While he'd like to make more money, his newfound stability gives him hope for the future.
"I may not like where I am at right now, but I am right with God, and this (job) is not my last stop," he said.
He likes knowing that his children, ages 4 to 26, see their father out there working hard, setting a positive example. "My kids are going to walk a different path than me," he said.
Need for employers
Walton and Weaver credit the work programs they participated in for helping them transition into their new lives. They also realize they were extremely lucky to be selected. Getting this kind of support is actually quite difficult — at least 12 states in the country do not offer any kind of responsible fatherhood work training programs. In other states the wait time for participation extends for months.

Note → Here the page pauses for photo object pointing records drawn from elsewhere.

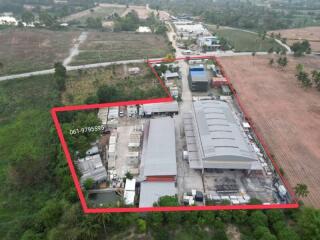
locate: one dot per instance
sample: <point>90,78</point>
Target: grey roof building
<point>159,150</point>
<point>92,167</point>
<point>215,138</point>
<point>150,192</point>
<point>158,108</point>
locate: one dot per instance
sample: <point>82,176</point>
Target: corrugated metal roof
<point>92,167</point>
<point>220,140</point>
<point>159,155</point>
<point>150,192</point>
<point>160,107</point>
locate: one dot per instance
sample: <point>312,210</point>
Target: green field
<point>107,47</point>
<point>35,179</point>
<point>26,50</point>
<point>83,84</point>
<point>102,12</point>
<point>244,41</point>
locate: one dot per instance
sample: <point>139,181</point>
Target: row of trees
<point>305,79</point>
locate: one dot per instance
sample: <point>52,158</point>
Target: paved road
<point>74,51</point>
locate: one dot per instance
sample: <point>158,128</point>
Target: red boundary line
<point>84,205</point>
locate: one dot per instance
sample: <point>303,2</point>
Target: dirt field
<point>142,11</point>
<point>82,84</point>
<point>106,47</point>
<point>27,50</point>
<point>102,11</point>
<point>286,115</point>
<point>310,33</point>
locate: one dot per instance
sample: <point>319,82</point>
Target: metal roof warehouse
<point>159,152</point>
<point>215,138</point>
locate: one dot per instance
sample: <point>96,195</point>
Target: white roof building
<point>7,20</point>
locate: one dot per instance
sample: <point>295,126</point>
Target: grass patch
<point>102,12</point>
<point>27,93</point>
<point>108,47</point>
<point>244,41</point>
<point>25,50</point>
<point>82,84</point>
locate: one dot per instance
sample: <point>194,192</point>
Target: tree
<point>108,93</point>
<point>299,68</point>
<point>316,78</point>
<point>258,218</point>
<point>282,61</point>
<point>288,234</point>
<point>142,225</point>
<point>27,17</point>
<point>270,50</point>
<point>60,70</point>
<point>46,19</point>
<point>300,48</point>
<point>309,223</point>
<point>167,201</point>
<point>128,175</point>
<point>301,190</point>
<point>60,74</point>
<point>94,22</point>
<point>88,183</point>
<point>49,215</point>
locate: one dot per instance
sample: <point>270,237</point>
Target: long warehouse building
<point>215,139</point>
<point>158,161</point>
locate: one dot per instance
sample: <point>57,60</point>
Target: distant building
<point>211,43</point>
<point>150,192</point>
<point>170,75</point>
<point>160,108</point>
<point>216,140</point>
<point>8,20</point>
<point>92,167</point>
<point>198,79</point>
<point>143,29</point>
<point>226,90</point>
<point>130,191</point>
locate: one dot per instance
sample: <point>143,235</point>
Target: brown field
<point>312,34</point>
<point>108,47</point>
<point>102,11</point>
<point>286,115</point>
<point>142,11</point>
<point>28,50</point>
<point>84,83</point>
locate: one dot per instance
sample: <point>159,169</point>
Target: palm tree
<point>301,190</point>
<point>253,54</point>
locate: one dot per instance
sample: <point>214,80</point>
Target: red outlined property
<point>72,167</point>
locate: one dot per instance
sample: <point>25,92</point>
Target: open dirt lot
<point>107,47</point>
<point>312,34</point>
<point>102,11</point>
<point>26,50</point>
<point>287,115</point>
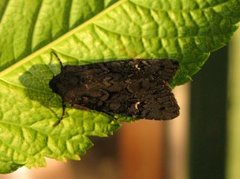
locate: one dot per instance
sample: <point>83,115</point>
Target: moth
<point>136,87</point>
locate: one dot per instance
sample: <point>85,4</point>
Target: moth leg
<point>62,115</point>
<point>59,60</point>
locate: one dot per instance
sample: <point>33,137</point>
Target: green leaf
<point>82,32</point>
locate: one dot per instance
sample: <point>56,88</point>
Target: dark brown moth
<point>137,88</point>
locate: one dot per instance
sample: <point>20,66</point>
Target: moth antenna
<point>59,60</point>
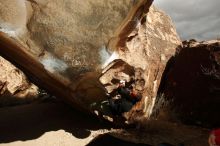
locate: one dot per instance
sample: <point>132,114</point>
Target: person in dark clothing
<point>127,98</point>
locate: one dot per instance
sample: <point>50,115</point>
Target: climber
<point>124,100</point>
<point>214,138</point>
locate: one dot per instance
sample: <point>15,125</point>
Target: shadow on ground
<point>107,140</point>
<point>30,121</point>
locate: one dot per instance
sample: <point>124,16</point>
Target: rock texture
<point>75,42</point>
<point>71,42</point>
<point>148,48</point>
<point>14,86</point>
<point>191,86</point>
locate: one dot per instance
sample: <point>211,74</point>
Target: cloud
<point>197,19</point>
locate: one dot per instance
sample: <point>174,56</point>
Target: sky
<point>198,19</point>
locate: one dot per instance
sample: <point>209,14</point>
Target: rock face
<point>70,37</point>
<point>74,42</point>
<point>14,86</point>
<point>191,85</point>
<point>147,49</point>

Access is limited because helping men successfully participate in the mainstream economy has not been a policy priority for the government, said New York University political science professor Lawrence Mead. The majority of income support programs like CHIP, which covers the health insurance for children under the age of 18, and EITC, which supplements disadvantaged families incomes, are mainly for women and children.
Compounding the problem is that most work training programs are also geared toward women. It's problematic, according to Mead, because one of the best ways to help children and women move out of poverty is for fathers to be gainfully employed.
Vicky Turetsky of the Center for Law and Social Policy, a nonprofit based in Washington D.C., agrees. "The bottom line is we need some government involvement in working with men as well as women."
The reach of programs like Year Up is limited by their ability to find corporations willing to give internships to program participants, according to Chicago-based marketing specialist for Year Up Daisy Morin. It may seem like a risk, but it can change lives. Weaver and Walton both emphasize the importance of finding willing employers.
"We want to work. We need to work," said Weaver. "We just need someone to give us a chance."